Jump Five réduit sa collaboration avec Jean-Maurice Bonneau

A priori, on verra moins souvent Jean-Maurice Bonneau aux côtés de Kevin Staut et Patrice Delaveau.
Crédit : Sportfot

Lundi 05 septembre - 13h00 | Sébastien Roullier

Jump Five réduit sa collaboration avec Jean-Maurice Bonneau

Permanente depuis dix mois, la collaboration entre Jean-Maurice Bonneau et Jump Five, la structure associant le haras des Coudrettes, Patrice Delaveau et Kevin Staut, se poursuivra à un rythme moins soutenu. L’ancien sélectionneur national du Brésil et de la France interviendra désormais de manière ponctuelle en fonction des besoins des cavaliers et d’objectifs ciblés.

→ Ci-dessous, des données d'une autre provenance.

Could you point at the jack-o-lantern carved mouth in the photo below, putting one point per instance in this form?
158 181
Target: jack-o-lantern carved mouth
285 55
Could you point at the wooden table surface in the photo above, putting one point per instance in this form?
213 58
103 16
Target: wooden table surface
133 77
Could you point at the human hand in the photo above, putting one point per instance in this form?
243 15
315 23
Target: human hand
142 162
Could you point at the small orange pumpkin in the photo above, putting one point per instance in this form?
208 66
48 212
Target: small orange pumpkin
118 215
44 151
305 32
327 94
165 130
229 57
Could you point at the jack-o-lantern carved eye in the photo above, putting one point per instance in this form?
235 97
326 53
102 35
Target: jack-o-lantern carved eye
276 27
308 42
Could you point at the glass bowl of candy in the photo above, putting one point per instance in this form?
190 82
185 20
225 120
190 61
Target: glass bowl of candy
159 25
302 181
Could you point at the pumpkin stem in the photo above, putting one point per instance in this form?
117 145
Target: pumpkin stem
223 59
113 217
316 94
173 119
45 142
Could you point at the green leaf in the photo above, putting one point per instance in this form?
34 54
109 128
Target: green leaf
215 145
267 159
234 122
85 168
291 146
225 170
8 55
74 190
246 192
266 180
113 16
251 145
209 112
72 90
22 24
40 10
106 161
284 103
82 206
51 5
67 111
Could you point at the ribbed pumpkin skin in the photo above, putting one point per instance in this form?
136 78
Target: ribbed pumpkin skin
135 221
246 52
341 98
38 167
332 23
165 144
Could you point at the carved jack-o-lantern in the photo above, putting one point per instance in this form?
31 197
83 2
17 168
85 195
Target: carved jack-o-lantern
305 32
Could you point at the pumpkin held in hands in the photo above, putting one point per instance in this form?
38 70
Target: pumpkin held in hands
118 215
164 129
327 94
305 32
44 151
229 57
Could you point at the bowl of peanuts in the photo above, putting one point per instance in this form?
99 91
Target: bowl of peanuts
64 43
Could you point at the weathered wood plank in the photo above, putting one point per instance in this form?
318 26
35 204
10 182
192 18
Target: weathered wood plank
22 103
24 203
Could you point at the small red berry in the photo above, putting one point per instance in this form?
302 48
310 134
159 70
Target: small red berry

Depuis quelques jours, le travail mené par Jean-Maurice Bonneau au service de Jump Five, la structure économique associant le haras des Coudrettes, Patrice Delaveau et Kevin Staut, se poursuit de manière plus ponctuelle. Début novembre 2015, juste après la rupture par la Fédération brésilienne de son contrat d’entraîneur et de sélectionneur national, le technicien vendéen avait rejoint Jump Five en qualité de coach de l’ensemble de la structure, et surtout de Kevin Staut et Patrice Delaveau, ses deux cavaliers d’élite. Même si aucun contrat d’exclusivité n’avait été conclu entre les deux parties, Jean-Maurice Bonneau suivait les deux hommes dans quasiment tous les concours avec pour objectif principal de briller aux Jeux olympiques de Rio.
Même si Patrice Delaveau n’a finalement pas pu prendre part à l’épopée brésilienne, son crack Orient Express*HDC ayant tardé à retrouver son tout meilleur niveau, Kevin Staut a grandement contribué à la médaille d’or de la France à Deodoro au mérite d’un double sans-faute décisif avec Rêveur de Hurtebise*HDC dans l’épreuve par équipes, avant de terminer vingt-deuxième de la finale individuelle. La collaboration entre les deux pilotes normands et l’ancien patron des "Vestes bleues", également coach à Rio de Philippe Rozier, s’est donc avérée fructueuse, ce dont les deux parties se sont d’ailleurs félicitées.
Cependant, au retour des JO, Jean-Maurice Bonneau et le haras des Coudrettes d’Armand et Emmanuèle Perron-Pette n’ont pas trouvé d’accord financier leur permettant de prolonger leur collaboration de manière permanente. "Nous ne remettons nullement en cause les qualités techniques et humaines de Jean-Maurice, mais notre structure a un budget à respecter. Les conditions posées par Jean-Maurice se sont avérées trop élevées pour que nous puissions poursuivre ce travail de manière permanente. Aussi, il reste notre technicien et coach référent, mais il interviendra de manière plus ponctuelle, soit à la maison en cas de besoins de nos deux cavaliers pour leurs chevaux, soit en concours pour atteindre nos objectifs vis-à-vis d’échéances ciblées. Tout cela se fera aussi en fonction de son emploi du temps", indique Emmanuèle Perron-Pette.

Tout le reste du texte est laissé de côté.